There are four main types of MS and a great deal of variation within each. MS shows up differently in each person.
· Benign MS - this starts with a small
number of mild attacks followed by complete recovery. People are only classified
as having benign MS when they have little sign of disability 10 to 15 years
after the onset of symptoms. About 20% of people with MS have this form.
· Relapsing-remitting MS - relapses (also known as attacks or exacerbations) tend to be unpredictable and can last for hours, days, weeks or months. They can vary from mild to severe and during a relapse new symptoms may appear. Remissions can last any length of time and symptoms usually disappear. After several attacks there may be some residual damage to the myelin, resulting in the person being slightly more affected than before the relapse. About 25% have this form.
· Secondary progressive MS - Many people start with relapsing-remitting MS and then develop secondary progressive MS. This means that disability does not go away after a relapse and progressively worsens between attacks. About 40% of people with MS develop this form, usually after 15 to 20 years from the initial onset of MS.
· Primary progressive MS - Some people with MS never have distinct relapses or remissions and from the start they experience steadily worsening symptoms. About 15% have this form (also known as chronic progressive).
MS varies from person to person and no one experiences every symptom.
Symptoms vary in severity and duration. They can range from mild and short-lived to severe and long-lasting. Some symptoms such as pain and fatigue are hidden and may be harder for people unfamiliar with MS to understand.
Certain triggers seem to make symptoms worse. The most common tend to be overdoing things, exercise which raises core body temperature, fever, heat and humidity.
Symptoms can start with double or blurred vision, pain in the back of the eye or nerve pain in the face. Some people experience ringing in the ears or hearing problems, tingling or numbness in the legs, feet, arms or hands. Others experience giddiness and loss of balance, especially in the dark.
Some may find it hard to concentrate, become forgetful or experience anxiety, depression or mood swings. Other symptoms may include fatigue, pain, and problems with speech, bladder or bowel control. Sexual function or sensation can be affected and a person may need more stimulation to remain aroused.
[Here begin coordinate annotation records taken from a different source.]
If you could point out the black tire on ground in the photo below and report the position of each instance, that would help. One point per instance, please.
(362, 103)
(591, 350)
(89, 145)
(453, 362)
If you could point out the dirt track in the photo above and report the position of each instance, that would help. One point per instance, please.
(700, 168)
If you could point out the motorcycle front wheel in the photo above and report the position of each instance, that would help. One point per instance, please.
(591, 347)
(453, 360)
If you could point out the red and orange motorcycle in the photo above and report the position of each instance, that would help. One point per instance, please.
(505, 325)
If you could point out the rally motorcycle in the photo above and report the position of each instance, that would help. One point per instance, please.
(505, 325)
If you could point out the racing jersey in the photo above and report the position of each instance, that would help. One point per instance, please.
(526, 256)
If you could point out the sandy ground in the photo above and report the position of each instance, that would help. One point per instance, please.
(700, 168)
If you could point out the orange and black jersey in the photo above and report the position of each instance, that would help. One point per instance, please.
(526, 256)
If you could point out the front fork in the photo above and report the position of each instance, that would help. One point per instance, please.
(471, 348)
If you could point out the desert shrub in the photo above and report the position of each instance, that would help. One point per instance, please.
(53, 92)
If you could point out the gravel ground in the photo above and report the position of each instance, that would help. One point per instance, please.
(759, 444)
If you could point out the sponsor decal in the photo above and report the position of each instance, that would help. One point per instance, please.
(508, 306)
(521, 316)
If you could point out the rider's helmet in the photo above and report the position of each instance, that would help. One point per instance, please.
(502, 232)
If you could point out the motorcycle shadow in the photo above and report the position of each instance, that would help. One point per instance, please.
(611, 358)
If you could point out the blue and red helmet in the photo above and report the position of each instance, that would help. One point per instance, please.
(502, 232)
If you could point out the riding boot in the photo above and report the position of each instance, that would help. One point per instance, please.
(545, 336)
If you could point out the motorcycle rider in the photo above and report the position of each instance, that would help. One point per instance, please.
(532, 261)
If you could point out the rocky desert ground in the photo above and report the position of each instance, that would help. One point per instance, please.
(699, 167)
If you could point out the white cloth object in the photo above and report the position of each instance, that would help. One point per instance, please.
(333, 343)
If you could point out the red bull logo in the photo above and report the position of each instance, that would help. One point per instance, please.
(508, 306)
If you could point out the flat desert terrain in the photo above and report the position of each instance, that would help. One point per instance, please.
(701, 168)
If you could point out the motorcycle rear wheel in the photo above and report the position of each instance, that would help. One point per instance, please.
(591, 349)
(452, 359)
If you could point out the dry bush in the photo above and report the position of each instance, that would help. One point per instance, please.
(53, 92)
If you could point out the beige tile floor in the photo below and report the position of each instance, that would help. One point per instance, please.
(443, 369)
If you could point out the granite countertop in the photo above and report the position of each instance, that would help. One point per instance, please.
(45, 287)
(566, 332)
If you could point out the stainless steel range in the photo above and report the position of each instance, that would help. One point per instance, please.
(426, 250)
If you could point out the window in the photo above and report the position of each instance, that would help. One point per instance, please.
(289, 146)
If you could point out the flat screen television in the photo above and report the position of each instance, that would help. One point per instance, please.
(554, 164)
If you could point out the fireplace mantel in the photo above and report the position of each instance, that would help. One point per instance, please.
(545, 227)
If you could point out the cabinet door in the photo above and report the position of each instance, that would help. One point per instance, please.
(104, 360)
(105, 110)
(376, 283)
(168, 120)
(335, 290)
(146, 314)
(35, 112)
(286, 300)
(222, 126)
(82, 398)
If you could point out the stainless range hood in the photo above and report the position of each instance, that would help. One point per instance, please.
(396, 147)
There are many effective treatments and they should be discussed with a doctor or an MS nurse.
People who have been diagnosed with MS recently may feel a sense of loss or bereavement and may experience shock or bewilderment. They may also feel angry and want to deny the diagnosis. All these reactions are normal. The MS Society's booklet 'Making the most of life with MS' has information on coping with these reactions.
The free phone MS Helpline, counselling lines and local contacts are there to help and support people with MS, whether they are newly diagnosed or have been living with the condition for many years.